Verblijfsregeling buitenlandse slachtoffers mensenhandel toe aan herziening
Bescherming van buitenlandse slachtoffers mensenhandel is te afhankelijk van het bestaan van opsporingsindicaties en moet daarom aangepast te worden. Dit is de mening van de Nationaal Rapporteur Mensenhandel en Seksueel Geweld tegen Kinderen en volgt ook uit de evaluatie die Pro Facto in opdracht van het WODC heeft gedaan. Deze evaluatie gaat over de beleidswijziging van 1 augustus 2019 van de verblijfsregeling voor buitenlandse slachtoffers voor mensenhandel.
Begin 2019 was er een stijging in het aantal buitenlandse slachtoffers dat aangifte deed van mensenhandel. De toename in aangiften leidde tot knelpunten en achterstand bij de IND, DT&V en de politie. Daarnaast wilde Nederland voorkomen dat het verantwoordelijk werd voor asielaanvragen van Dublinclaimanten (asielzoekers voor wie een ander EU-lidstaat verantwoordelijk is voor de behandeling van het asielverzoek) die mogelijk slachtoffer zijn van mensenhandel maar waarvoor geen strafrechtelijk opsporingsonderzoek wordt gestart. Daarom besloot de staatssecretaris van Justitie en Veiligheid de verblijfsregeling mensenhandel voor Dublinclaimanten, de zogenoemde B8/3-regeling, te wijzigen op 1 augustus 2019.
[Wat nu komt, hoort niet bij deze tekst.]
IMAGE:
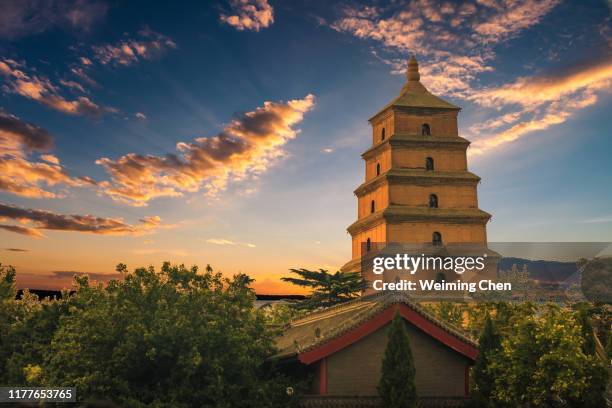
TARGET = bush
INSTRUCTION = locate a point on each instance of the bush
(397, 387)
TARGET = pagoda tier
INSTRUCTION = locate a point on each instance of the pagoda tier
(417, 187)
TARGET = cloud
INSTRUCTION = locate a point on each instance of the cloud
(224, 242)
(41, 89)
(539, 103)
(251, 15)
(456, 43)
(19, 18)
(101, 277)
(245, 147)
(30, 232)
(38, 220)
(149, 45)
(17, 135)
(21, 176)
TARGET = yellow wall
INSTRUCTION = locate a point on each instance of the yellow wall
(421, 232)
(448, 196)
(441, 124)
(386, 122)
(444, 159)
(384, 158)
(376, 234)
(380, 197)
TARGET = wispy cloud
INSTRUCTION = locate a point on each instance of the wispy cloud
(538, 103)
(19, 18)
(224, 242)
(20, 175)
(457, 43)
(251, 15)
(41, 89)
(148, 45)
(247, 146)
(38, 220)
(455, 40)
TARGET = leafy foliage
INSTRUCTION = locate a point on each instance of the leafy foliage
(489, 345)
(173, 338)
(596, 279)
(397, 387)
(327, 289)
(542, 363)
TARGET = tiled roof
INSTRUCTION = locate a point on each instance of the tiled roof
(415, 95)
(319, 327)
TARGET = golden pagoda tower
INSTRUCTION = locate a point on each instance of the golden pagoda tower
(417, 187)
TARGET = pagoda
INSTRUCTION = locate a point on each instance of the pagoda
(417, 187)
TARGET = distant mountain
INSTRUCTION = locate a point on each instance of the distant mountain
(541, 270)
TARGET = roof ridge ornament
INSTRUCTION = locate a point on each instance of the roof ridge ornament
(412, 73)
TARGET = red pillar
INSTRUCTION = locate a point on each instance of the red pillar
(323, 376)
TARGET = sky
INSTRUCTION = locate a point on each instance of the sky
(230, 133)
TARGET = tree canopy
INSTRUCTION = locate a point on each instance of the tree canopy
(397, 387)
(170, 338)
(327, 289)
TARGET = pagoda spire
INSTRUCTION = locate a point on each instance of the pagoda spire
(412, 73)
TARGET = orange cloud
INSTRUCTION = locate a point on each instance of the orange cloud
(542, 102)
(246, 146)
(252, 15)
(45, 220)
(42, 90)
(20, 176)
(454, 41)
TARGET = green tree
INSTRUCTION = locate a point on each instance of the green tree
(542, 362)
(584, 320)
(327, 288)
(173, 338)
(489, 345)
(397, 387)
(595, 370)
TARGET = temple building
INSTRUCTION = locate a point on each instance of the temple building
(417, 187)
(417, 190)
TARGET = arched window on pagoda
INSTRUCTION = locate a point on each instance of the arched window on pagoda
(433, 201)
(425, 130)
(429, 164)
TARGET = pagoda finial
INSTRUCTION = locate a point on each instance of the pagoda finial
(412, 73)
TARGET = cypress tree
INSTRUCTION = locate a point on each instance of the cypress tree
(489, 342)
(397, 387)
(588, 347)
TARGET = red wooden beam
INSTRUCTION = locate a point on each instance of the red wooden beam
(379, 321)
(467, 381)
(323, 376)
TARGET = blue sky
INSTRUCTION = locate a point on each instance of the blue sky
(533, 79)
Deze wijziging houdt in dat Dublinclaimanten die mogelijk slachtoffer van mensenhandel zijn alleen een verblijfvergunning krijgen op grond van B8/3 Vc 2000 als hun aanwezigheid volgens het OM in Nederland noodzakelijk is voor de strafprocedure. Aan overige mogelijke buitenlandse slachtoffers zonder Dublinclaim wordt een wel verblijfsvergunning verstrekt na aangifte.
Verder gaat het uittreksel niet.